Lorsque le narrateur de ce court récit tombe sous le charme des irrésistibles pains spéciaux fabriqués par Schwint, le boulanger de la rue dans laquelle il vient d’emménager, s’enclenche un troc sans fin. Car Schwint lui réclame bientôt, en contrepartie, un certain roman érotique chinois, parfaitement superflu mais qui lui est tout aussi indispensable. Et voilà le piège de la gourmandise qui se referme. Mais que ne ferait-on pas pour se procurer un plaisir rare ? Une fable drôle et raffinée… à déguster sans modération.

Mon avis :
Un récit très court (une petite quinzaine de pages) et jubilatoire au cours duquel on suit le narrateur, M. Farssmann, dans sa quête des brötchen. Déguster ces succulents brötchen dont il est question sur la quatrième de couverture n’est pas à la portée du premier quidam venu ; ils se méritent et celui qui les désire doit auparavant faire face à un certain nombre de difficultés. Ainsi, quand le boulanger jaloux propose un marché au narrateur, ce dernier accepte, ignorant ce qui l’attend.

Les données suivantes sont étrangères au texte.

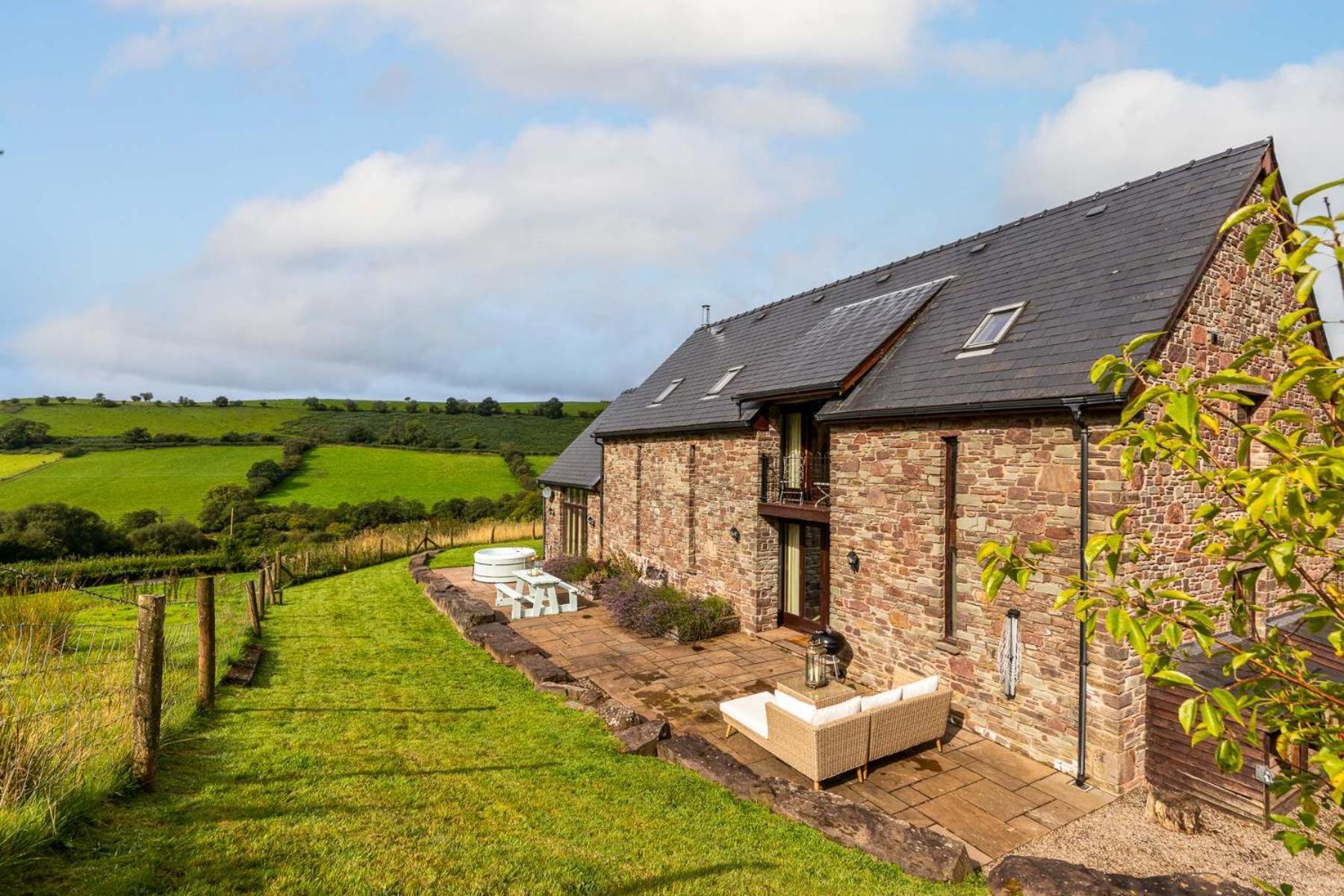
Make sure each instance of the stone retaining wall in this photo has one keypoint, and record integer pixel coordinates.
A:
(917, 850)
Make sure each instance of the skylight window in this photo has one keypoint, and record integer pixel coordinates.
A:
(665, 394)
(724, 382)
(992, 328)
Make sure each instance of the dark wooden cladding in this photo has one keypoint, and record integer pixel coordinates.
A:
(1172, 762)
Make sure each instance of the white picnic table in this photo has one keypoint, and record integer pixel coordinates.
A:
(537, 594)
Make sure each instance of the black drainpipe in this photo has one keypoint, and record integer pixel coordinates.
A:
(601, 511)
(1075, 408)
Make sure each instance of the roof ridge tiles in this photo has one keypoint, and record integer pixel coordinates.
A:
(1257, 144)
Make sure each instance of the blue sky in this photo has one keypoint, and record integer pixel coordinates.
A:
(386, 198)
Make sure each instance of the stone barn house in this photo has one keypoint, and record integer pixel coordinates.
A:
(836, 457)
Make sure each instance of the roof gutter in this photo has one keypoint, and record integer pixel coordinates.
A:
(668, 430)
(815, 390)
(1097, 401)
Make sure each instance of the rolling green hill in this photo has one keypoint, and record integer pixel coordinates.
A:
(336, 473)
(287, 417)
(116, 482)
(16, 464)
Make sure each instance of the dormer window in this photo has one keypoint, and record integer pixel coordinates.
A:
(992, 329)
(667, 391)
(724, 382)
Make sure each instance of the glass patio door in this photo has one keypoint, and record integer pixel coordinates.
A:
(804, 575)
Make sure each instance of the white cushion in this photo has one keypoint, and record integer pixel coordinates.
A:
(747, 712)
(885, 699)
(794, 707)
(839, 711)
(920, 688)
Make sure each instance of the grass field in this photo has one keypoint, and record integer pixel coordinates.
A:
(81, 420)
(114, 482)
(335, 473)
(378, 753)
(16, 464)
(203, 421)
(539, 462)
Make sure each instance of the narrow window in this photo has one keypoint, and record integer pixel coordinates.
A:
(949, 536)
(667, 391)
(724, 382)
(994, 327)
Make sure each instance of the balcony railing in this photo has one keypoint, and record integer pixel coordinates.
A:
(796, 479)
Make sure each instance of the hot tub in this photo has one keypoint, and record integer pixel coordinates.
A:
(502, 564)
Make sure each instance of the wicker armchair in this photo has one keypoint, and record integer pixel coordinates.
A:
(818, 751)
(909, 723)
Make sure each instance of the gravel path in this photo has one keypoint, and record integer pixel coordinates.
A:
(1117, 839)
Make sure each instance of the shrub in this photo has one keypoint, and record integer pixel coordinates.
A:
(659, 610)
(178, 536)
(571, 568)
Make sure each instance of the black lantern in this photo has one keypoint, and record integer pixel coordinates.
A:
(815, 668)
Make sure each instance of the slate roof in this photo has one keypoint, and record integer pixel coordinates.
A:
(579, 464)
(1089, 282)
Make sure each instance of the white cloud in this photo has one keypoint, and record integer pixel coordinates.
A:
(512, 269)
(1129, 124)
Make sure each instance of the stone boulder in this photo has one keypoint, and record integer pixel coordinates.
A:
(616, 715)
(1172, 810)
(707, 761)
(917, 850)
(541, 671)
(500, 641)
(1031, 876)
(643, 739)
(468, 613)
(582, 694)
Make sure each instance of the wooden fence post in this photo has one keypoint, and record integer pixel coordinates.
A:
(148, 688)
(253, 610)
(205, 642)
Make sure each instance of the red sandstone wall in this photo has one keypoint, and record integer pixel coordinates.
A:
(671, 503)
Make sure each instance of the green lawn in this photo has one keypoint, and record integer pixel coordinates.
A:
(463, 556)
(539, 462)
(378, 753)
(203, 421)
(16, 464)
(335, 473)
(114, 482)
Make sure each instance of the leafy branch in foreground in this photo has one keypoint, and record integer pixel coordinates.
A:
(1273, 504)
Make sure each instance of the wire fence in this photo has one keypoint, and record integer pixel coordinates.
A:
(69, 682)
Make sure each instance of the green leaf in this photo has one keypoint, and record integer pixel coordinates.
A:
(1186, 715)
(1174, 676)
(1254, 242)
(1242, 214)
(1229, 756)
(1304, 287)
(1307, 193)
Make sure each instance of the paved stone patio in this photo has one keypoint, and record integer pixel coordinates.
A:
(987, 795)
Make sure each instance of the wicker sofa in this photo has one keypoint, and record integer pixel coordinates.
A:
(846, 736)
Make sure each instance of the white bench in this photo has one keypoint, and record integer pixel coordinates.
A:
(519, 606)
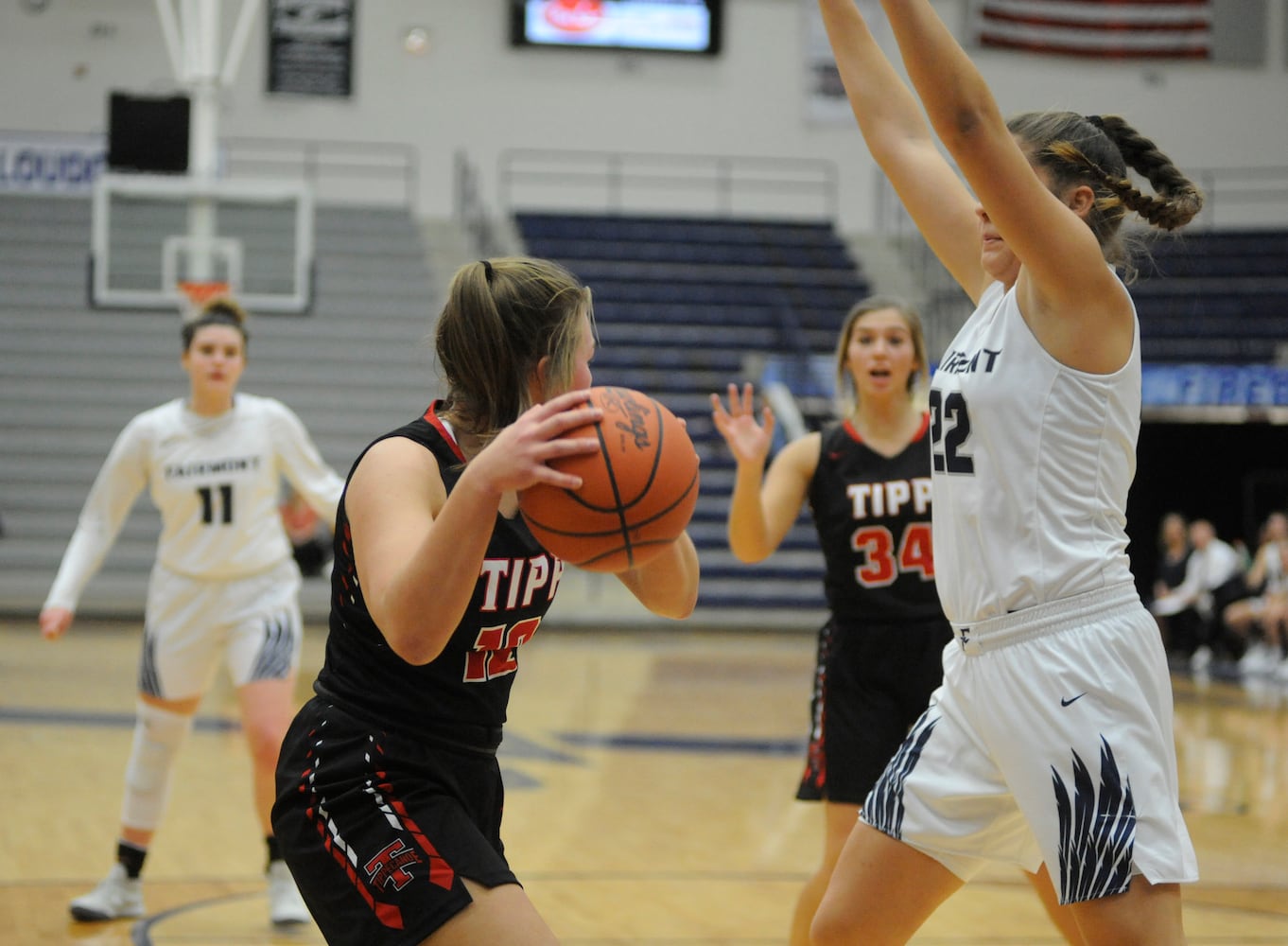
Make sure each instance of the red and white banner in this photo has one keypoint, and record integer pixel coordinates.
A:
(1099, 28)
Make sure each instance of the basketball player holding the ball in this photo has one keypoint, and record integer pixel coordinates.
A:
(390, 794)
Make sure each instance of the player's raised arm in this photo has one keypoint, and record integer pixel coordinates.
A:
(902, 142)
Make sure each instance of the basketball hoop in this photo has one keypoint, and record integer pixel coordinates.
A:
(198, 294)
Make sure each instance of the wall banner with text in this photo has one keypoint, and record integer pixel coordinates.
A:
(310, 46)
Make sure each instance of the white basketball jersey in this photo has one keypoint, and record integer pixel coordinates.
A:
(1031, 468)
(217, 483)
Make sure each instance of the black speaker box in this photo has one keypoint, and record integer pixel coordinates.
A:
(148, 133)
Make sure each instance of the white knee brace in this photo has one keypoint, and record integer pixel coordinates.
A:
(157, 736)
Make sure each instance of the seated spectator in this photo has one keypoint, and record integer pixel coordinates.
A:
(1180, 630)
(1262, 620)
(1213, 579)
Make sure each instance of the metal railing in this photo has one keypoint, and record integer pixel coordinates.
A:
(338, 171)
(622, 182)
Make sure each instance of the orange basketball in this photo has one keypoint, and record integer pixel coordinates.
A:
(636, 495)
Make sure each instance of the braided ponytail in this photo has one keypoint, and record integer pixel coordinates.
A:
(1098, 151)
(1178, 200)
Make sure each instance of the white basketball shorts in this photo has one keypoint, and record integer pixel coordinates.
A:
(252, 624)
(1049, 742)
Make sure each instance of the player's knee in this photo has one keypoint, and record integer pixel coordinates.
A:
(157, 736)
(827, 928)
(264, 740)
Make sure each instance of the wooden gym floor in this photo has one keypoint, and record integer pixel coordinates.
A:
(650, 798)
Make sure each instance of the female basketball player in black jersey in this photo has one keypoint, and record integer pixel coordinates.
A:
(390, 794)
(867, 481)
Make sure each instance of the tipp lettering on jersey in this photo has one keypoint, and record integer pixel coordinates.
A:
(514, 583)
(888, 499)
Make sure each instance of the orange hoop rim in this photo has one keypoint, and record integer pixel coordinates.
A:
(200, 292)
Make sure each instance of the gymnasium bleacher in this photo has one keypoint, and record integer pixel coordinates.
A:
(1215, 297)
(686, 306)
(72, 376)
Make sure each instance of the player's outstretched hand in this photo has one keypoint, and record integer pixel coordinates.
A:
(749, 441)
(519, 455)
(54, 622)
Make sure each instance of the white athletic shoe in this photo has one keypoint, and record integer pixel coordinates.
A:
(1259, 658)
(285, 905)
(1201, 660)
(116, 897)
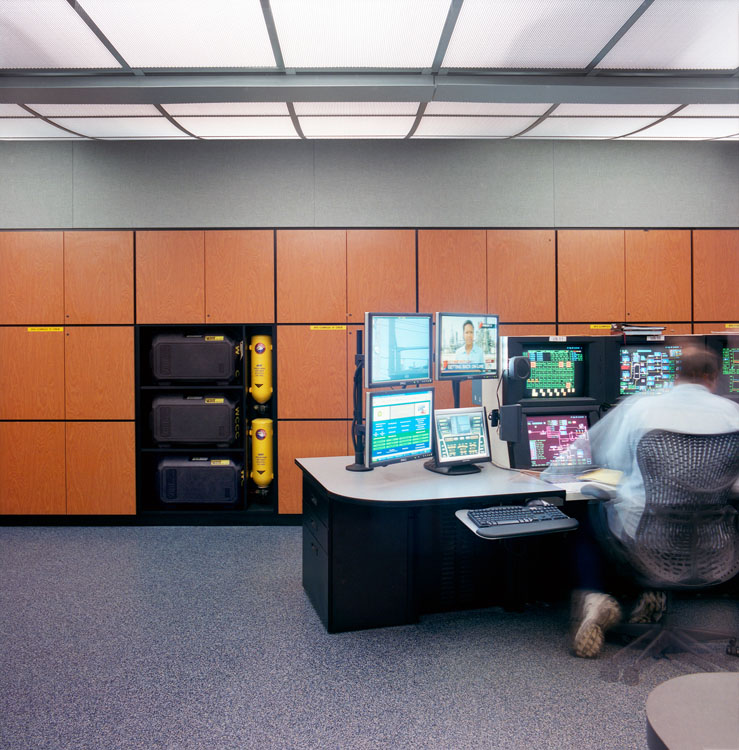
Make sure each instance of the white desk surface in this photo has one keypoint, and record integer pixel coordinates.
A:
(411, 482)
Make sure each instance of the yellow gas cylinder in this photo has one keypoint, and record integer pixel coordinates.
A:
(261, 368)
(261, 452)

Le style, très précis, détaillé n’est pas sans rappeler celui de Robert Walser, mais en moins étouffant, plus vivant. La narration est davantage axée sur le déroulement des différents événements que sur la psychologie et la psyché des protagonistes sans que cela crée un manque.

La fin tombe à pic, parfaitement calibrée, parfaitement amenée, avec une logique implacable et une once de cynisme. On referme l’ouvrage avec un rictus et en se disant qu’il ferait un parfait court-métrage. Décidément, les éditions Autrement ont l’art de trouver de petites perles qui se lisent d’une traite.